Kafalah secara etimologi
disebut juga dhamman (Jaminan). Namun seiring dengan perkembangan kafalah lebih
identik dengan kafalah al wajhi (personal guarantee, jaminan diri), sedangkan
dhamman identik dengan jaminan yang berbentuk harta secara mutlak. Dalam
istilah fiqih, kafalah diartikan menanggung atau penganggungan terhadap
sesuatu, yaitu sebuah akad yang mengandung perjanjian dari seseorang di mana
padanya ada hak yang wajib dipenuhi terhadap orang lain, dan berserikat bersama
orang lain itu dalam hal tanggung jawab terhadap hak tersebut dalam menghadapi
penagih.
Akad kafalah adalah
sebuah perjanjian pemberian jaminan, baik berupa jaminan diri atau harta
(maal), yang diberikan oleh pihak penanggung (kafil) kepada pihak ketiga (makhful
lahu) untuk memenuhi kewajiban pihak kedua (makhful anhu ashill) / pihak yang
ditanggung. Seperti dalam firman Allah SWT QS. Yusuf [12]: 72,
yang artinya :
“Mereka menjawab : 'Kami kehilangan alat takar, dan siapa yang dapat mengembalikannya akan memperoleh (bahan makanan sebarat) beban unta dan aku jamin itu'."

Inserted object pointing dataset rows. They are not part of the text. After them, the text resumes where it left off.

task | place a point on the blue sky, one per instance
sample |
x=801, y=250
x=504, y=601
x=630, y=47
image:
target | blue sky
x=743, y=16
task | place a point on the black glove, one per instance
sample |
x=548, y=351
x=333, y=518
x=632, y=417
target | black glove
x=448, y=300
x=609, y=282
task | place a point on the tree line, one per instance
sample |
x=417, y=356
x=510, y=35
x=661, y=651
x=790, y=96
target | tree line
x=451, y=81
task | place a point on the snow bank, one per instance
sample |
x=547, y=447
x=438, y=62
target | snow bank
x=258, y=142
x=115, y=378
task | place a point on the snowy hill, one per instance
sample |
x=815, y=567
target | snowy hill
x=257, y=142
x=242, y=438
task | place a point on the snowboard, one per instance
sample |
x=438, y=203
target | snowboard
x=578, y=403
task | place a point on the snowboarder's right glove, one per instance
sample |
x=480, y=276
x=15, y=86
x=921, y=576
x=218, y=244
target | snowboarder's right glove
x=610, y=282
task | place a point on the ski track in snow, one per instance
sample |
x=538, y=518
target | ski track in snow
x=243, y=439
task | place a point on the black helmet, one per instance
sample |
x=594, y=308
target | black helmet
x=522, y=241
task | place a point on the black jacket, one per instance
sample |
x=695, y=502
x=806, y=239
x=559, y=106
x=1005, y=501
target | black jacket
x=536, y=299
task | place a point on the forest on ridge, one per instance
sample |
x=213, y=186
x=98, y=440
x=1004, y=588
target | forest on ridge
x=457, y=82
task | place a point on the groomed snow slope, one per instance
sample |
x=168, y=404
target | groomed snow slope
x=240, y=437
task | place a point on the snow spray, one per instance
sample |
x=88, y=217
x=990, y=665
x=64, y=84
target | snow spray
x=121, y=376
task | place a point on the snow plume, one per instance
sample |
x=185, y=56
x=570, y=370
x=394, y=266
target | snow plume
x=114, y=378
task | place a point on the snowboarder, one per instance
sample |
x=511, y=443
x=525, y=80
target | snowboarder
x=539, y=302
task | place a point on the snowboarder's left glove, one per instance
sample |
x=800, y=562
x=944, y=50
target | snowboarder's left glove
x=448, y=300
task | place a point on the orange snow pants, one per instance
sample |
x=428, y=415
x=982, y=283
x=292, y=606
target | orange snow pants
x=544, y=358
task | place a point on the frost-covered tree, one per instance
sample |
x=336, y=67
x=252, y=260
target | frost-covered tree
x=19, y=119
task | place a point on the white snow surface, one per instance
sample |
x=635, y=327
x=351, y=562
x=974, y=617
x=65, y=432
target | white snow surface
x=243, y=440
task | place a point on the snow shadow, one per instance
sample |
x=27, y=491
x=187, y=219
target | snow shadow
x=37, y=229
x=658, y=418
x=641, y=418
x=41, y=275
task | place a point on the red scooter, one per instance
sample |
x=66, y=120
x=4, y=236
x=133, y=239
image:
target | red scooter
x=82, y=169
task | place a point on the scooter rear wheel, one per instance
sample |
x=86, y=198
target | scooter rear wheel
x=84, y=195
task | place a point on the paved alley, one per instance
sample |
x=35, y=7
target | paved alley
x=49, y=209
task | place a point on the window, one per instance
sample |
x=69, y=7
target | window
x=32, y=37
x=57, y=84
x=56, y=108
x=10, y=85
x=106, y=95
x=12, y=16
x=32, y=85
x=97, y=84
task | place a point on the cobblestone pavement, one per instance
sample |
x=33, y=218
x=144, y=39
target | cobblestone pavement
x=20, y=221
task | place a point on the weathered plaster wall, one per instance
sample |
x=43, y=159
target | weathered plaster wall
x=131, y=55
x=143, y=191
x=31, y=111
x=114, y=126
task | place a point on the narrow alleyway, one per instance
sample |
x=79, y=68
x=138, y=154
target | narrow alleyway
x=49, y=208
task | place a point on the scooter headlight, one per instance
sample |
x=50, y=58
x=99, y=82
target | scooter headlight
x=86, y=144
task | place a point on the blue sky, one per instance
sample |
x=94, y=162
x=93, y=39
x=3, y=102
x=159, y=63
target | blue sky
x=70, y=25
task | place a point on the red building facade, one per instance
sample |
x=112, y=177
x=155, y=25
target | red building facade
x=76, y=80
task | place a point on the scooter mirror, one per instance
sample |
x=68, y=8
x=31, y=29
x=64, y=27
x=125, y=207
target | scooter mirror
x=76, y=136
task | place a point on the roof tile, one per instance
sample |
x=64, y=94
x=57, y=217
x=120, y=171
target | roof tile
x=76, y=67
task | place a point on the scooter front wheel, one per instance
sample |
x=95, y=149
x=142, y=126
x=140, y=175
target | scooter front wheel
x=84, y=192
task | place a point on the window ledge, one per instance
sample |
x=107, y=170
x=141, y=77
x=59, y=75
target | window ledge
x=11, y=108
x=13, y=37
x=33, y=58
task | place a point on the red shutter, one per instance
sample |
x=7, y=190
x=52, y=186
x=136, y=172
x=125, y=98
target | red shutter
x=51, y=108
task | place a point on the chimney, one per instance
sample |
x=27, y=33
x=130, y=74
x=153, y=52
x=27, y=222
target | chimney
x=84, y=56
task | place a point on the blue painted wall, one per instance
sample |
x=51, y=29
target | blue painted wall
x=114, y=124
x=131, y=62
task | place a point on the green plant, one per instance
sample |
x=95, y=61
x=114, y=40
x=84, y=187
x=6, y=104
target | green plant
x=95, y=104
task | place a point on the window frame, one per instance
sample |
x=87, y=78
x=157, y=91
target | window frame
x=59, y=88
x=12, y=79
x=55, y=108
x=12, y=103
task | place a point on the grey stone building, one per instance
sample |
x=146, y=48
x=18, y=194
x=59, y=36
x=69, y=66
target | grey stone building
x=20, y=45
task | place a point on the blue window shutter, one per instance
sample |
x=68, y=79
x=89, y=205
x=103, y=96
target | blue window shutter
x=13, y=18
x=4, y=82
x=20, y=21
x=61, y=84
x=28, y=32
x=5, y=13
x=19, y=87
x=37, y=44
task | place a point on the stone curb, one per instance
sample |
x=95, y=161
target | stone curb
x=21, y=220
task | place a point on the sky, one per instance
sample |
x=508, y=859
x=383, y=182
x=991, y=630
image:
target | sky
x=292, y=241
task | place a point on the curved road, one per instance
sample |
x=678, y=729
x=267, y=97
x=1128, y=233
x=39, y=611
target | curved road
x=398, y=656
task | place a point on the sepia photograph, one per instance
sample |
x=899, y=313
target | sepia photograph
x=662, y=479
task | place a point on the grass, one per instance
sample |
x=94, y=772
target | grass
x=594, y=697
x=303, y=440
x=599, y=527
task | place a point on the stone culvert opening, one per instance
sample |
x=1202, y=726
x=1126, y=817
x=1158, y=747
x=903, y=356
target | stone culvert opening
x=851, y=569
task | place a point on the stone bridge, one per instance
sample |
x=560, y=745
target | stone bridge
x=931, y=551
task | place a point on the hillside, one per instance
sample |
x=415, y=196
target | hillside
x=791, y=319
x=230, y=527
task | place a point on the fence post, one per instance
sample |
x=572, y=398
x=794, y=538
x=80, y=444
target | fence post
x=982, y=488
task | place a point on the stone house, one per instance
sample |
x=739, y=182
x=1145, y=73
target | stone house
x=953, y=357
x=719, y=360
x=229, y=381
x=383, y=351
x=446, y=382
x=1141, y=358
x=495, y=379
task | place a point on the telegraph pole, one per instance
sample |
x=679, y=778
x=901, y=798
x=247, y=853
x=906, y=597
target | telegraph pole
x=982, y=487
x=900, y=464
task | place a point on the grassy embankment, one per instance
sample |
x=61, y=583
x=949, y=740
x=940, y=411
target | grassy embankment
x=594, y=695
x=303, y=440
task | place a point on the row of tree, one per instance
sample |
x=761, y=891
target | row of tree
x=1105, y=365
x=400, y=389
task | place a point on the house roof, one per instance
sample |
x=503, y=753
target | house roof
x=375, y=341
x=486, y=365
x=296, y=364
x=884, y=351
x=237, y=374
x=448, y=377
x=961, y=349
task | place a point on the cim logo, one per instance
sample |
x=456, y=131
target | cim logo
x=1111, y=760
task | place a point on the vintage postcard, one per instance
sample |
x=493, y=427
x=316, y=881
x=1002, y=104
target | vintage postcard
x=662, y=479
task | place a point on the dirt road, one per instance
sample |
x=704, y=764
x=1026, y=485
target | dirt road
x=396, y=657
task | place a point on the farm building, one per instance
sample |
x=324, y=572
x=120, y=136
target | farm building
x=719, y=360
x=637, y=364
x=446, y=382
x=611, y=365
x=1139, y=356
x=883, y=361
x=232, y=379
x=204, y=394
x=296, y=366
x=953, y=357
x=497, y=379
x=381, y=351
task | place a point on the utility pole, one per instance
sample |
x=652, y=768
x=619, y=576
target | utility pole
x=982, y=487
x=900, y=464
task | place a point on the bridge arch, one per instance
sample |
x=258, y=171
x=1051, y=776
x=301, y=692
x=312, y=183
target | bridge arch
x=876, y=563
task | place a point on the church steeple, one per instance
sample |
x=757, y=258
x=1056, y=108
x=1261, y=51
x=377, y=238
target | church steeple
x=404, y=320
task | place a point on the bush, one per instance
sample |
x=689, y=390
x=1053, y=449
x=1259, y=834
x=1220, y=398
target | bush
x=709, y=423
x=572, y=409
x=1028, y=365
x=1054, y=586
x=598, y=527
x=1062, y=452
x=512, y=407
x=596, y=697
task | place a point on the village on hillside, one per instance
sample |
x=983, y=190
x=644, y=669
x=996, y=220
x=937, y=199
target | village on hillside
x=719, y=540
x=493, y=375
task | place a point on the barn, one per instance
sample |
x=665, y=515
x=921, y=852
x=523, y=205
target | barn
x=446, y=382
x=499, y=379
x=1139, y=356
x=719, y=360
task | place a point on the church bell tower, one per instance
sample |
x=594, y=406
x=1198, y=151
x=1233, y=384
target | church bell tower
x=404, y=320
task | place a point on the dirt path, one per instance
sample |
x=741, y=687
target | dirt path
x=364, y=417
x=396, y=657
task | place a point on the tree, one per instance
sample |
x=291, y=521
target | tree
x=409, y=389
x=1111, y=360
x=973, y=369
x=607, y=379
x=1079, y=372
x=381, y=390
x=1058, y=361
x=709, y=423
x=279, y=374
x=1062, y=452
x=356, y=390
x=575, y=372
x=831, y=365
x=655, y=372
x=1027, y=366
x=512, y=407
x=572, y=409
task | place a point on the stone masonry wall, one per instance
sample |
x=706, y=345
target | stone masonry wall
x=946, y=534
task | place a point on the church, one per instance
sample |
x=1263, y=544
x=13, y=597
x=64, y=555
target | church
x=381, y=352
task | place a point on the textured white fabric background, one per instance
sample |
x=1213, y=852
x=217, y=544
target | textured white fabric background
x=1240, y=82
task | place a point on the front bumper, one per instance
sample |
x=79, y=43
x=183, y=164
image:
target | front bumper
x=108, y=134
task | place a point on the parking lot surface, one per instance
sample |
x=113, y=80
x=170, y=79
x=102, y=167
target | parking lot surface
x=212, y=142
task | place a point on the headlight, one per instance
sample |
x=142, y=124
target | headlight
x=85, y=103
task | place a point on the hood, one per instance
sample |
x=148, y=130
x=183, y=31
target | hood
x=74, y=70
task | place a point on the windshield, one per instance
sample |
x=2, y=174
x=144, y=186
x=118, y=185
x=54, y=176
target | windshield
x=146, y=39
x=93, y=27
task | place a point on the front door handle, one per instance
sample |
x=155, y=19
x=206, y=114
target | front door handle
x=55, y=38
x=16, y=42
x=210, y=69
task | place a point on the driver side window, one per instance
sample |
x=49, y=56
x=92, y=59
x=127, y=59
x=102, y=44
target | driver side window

Dari ayat tersebut dapat disimpulkan bahwa, Kafalah merupakan jaminan yang diberikan oleh penanggung kepada pihak
ketiga untuk memenuhi kewajiban pihak kedua atau yang ditanggung. Dalam
pengertian lain, kafalah berarti mengalihkan tanggung jawab seseorang yang
dijamin dengan berpegang pada tanggung jawab orang lain sebagai penjamin.”
Adapun Rukun-rukun
kafalah itu ada 5 yaitu:
1. shighat,
2. kafil (pihak penjamin),
3. makhful lahu (pihak
kedua/pemberi pinjaman),
4. makhful anhu/ashill (pihak yang ditanggung),
5. makhful
bih (obyek pinjaman).
Salah satu
produk perbankan syariah yang saat ini sedang dikembangkan adalah produk dengan
akad kafalah (jaminan). Produk
kafalah diberikan oleh bank syariah dalam bentuk bank garansi. Yaitu, jaminan yang
diberikan bank atas permintaan nasabah untuk memenuhi kewajibannya kepada pihak
lain apabila nasabah yang bersangkutan tidak memenuhi kewajibannya.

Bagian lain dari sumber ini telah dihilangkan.